How to add Apple's new Liquid Glass icons to applications
Without Xcode, almost.
Overview
If you have tried Apple’s new
Icon Composer app, you may have
noticed that you can only export icons as PNG, in one specific size. Typically
you would want to export icons as a *.icns file containing multiple different
resolutions of the same image.
Liquid Glass icons however are not based on fixed resolution bitmap images.
Instead they encourage you to use scalable SVG assets to build your icon, and
those same scalable assets are when end up in applications built with Xcode 26
using the new *.icon format that Icon Composer saves to.
I ended up on a deep-dive yesterday as part of making some Liquid Glass icons for Emacs: github.com/jimeh/emacs-liquid-glass-icons
The correct way to use icons created with Icon Composer, is to drop the *.icon
document into your Xcode project using Xcode 26, and then build the app. It will
create a normal bitmap based *.icns icon file for compatibility with macOS 15
and earlier. But it will also embed the full features of the Liquid Glass icon
into the application as well for macOS 26 and later.
For reference, the full list Liquid Glass features are:
- Separate light and dark icon designs.
- See-through “clear” glass styles, also in light and dark designs.
- User-selected color tinted icon designs.
- Automatically adapts the default light design to the circular design for watchOS.
Internals
Xcode embeds the Liquid Glass icons by bundling their separate resources into a
Assets.car file placed under the Contents/Resources directory of built
applications. It then sets CFBundleIconName in Contents/Info.plist to point
at the named icon resource in Assets.car, this is an example from my Emacs LG
Icons project:
<key>CFBundleIconName</key>
<string>EmacsLG1</string>You can inspect the list of assets within the Assets.car file with
assetutil:
xcrun assetutil --info '<path/to/Assets.car>'This will print the data in JSON format, as a list of assets within the file.

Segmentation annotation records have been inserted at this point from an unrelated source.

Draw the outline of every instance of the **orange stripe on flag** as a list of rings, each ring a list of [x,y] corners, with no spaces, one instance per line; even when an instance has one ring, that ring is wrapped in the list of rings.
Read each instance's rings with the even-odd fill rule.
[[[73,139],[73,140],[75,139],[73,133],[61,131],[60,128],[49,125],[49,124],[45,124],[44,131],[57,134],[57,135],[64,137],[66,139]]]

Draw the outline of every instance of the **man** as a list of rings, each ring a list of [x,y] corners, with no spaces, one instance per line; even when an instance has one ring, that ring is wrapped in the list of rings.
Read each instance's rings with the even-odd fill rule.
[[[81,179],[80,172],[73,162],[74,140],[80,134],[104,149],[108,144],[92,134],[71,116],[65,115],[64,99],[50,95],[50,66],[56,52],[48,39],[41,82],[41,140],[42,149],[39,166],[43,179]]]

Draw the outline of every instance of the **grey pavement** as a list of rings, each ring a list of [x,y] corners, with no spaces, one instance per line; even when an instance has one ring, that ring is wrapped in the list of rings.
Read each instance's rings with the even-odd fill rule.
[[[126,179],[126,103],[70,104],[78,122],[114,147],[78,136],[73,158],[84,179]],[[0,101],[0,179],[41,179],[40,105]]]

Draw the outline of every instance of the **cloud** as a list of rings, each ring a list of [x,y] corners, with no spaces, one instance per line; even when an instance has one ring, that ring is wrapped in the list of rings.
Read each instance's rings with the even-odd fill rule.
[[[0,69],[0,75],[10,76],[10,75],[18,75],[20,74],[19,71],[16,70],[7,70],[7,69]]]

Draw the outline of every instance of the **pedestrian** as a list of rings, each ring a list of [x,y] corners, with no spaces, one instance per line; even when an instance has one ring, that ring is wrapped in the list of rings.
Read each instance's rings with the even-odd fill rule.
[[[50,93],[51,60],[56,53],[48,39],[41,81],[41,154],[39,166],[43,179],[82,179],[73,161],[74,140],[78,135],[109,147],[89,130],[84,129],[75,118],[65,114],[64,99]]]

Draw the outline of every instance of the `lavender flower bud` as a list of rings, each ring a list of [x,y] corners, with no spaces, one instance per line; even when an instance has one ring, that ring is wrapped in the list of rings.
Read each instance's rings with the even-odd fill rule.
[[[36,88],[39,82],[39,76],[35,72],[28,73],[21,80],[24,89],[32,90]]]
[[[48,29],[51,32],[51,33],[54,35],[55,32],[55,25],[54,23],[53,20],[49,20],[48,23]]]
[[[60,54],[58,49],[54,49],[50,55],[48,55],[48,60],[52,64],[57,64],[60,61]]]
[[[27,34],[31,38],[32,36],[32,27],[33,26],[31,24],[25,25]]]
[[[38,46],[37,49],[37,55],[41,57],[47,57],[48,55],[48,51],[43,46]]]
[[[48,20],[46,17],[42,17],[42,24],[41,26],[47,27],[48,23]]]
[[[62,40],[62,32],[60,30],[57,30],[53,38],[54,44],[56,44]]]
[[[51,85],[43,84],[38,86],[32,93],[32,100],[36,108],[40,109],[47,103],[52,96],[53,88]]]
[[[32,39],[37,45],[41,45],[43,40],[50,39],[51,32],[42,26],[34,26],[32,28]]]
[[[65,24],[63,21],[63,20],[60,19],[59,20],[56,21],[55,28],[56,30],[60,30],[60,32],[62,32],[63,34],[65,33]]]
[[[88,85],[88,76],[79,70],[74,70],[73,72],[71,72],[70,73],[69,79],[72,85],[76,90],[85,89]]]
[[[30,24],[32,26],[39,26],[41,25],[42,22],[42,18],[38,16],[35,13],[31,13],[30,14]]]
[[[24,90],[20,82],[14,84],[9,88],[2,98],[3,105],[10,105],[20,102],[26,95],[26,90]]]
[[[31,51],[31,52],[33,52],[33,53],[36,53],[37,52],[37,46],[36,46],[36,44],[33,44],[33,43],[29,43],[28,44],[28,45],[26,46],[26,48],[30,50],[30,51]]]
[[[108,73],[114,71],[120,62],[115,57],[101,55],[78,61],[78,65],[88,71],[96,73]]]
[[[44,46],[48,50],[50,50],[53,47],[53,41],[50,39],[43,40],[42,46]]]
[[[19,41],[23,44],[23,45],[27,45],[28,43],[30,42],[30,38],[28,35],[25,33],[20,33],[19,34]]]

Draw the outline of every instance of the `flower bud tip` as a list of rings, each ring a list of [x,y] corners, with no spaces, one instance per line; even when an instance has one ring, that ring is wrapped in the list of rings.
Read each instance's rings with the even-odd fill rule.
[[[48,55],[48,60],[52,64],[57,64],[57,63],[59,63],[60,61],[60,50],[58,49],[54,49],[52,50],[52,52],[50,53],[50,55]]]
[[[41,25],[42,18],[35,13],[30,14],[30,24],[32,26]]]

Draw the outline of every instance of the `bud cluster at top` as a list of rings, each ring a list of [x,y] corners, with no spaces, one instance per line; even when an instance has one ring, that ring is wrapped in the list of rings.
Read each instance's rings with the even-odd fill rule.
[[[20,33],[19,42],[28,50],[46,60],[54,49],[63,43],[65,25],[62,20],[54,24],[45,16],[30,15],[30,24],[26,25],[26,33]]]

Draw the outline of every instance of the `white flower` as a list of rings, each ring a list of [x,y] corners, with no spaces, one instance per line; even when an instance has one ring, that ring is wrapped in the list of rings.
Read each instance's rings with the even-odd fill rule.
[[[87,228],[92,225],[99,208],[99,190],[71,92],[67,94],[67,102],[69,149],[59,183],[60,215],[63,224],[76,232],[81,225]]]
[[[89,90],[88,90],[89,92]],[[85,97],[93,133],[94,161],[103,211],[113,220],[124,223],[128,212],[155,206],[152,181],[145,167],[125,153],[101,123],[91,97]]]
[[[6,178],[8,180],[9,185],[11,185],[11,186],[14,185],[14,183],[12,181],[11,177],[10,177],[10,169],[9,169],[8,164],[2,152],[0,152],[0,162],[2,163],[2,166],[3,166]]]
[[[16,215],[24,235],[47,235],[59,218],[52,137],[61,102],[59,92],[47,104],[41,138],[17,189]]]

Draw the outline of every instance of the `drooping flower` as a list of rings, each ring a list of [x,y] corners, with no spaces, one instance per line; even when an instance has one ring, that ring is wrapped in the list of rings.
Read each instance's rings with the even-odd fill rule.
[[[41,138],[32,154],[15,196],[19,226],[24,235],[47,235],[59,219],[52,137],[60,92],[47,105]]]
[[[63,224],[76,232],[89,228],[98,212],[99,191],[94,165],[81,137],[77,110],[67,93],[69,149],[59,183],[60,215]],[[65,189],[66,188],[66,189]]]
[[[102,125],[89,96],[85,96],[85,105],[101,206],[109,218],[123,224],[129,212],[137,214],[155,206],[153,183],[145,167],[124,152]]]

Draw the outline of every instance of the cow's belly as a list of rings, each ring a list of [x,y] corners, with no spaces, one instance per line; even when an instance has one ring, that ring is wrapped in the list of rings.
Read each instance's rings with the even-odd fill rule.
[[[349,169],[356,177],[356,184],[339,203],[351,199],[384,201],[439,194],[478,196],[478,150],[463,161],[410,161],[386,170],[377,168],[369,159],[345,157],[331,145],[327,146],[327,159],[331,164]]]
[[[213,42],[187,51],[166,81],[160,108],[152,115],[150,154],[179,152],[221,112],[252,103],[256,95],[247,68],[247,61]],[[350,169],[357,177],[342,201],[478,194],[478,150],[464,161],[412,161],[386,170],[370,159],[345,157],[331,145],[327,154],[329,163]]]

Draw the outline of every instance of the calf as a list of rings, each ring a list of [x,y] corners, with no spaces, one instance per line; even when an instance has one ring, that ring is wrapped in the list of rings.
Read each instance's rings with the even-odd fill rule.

You’ll notice that each of the layers, colors, and other individual items from
within your *.icon document. For example, here’s the one of the Icon Image
assets from the Assets.car file in my Emacs LG project:
{
"AssetType": "Icon Image",
"BitsPerComponent": 8,
"ColorModel": "RGB",
"Colorspace": "srgb",
"Compression": "lzfse",
"Encoding": "ARGB",
"Icon Index": 1,
"Name": "EmacsLG1",
"NameIdentifier": 15594,
"Opaque": false,
"PixelHeight": 1024,
"PixelWidth": 1024,
"RenditionName": "EmacsLG1_light.png",
"Scale": 1,
"SHA1Digest": "DC92383D751D5A42B24271D32C6414E6EECEDDFEA8BAD8DD6D004BC111DA87E5",
"SizeOnDisk": 186738
}Using Xcode
If your application is built using Xcode, the process is relatively straight
forward. You simply drag the *.icon document into your Xcode project, and
under the build targets “App Icon” option, set it to the name of your *.icon
document.
For example, if it’s called MyIcon-v42.icon, you would set App Icon to
MyIcon-v42.
When the application is built, you will get a Contents/Resources/Assets.car
that contains the icon resources, and CFBundleIconName will be set to
MyIcon-v42. This is all that’s needed for macOS 26 to render the new Liquid
Glass icon.
If you include multiple *.icon documents in the Xcode project, they will all
be included in the Assets.car file, regardless of what you’ve set the App Icon
option to.
Not Using Xcode
If your application does not use Xcode for its build process, you can manually
add a Assets.car file and set CFBundleIconName in Contents/Info.plist.
Creating that Assets.car file however, does currently to my knowledge, require
Xcode 26 and an Xcode project. So despite the heading above, you will need to
use Xcode.
But all you need a empty macOS app project, which if you pick the simplest macOS
app option in Xcode, will yield an empty app with a hello world window. Simply
drag your *.icon document into that project, and run the app.
This will build the application and launch it. If you then cmd+click on the app
in the Dock, it will reveal it in Finder, from where you can right click > Show
Package Contents, and grab the Assets.car with your Liquid Glass icon embedded
in it.
Not ideal, but it works, and I’m sure better methods will be discovered or maybe even provided by Apple themselves.
If you want to see an example dummy Xcode application for this, have a look at the EmacsLG directory in my Emacs LG Icons project.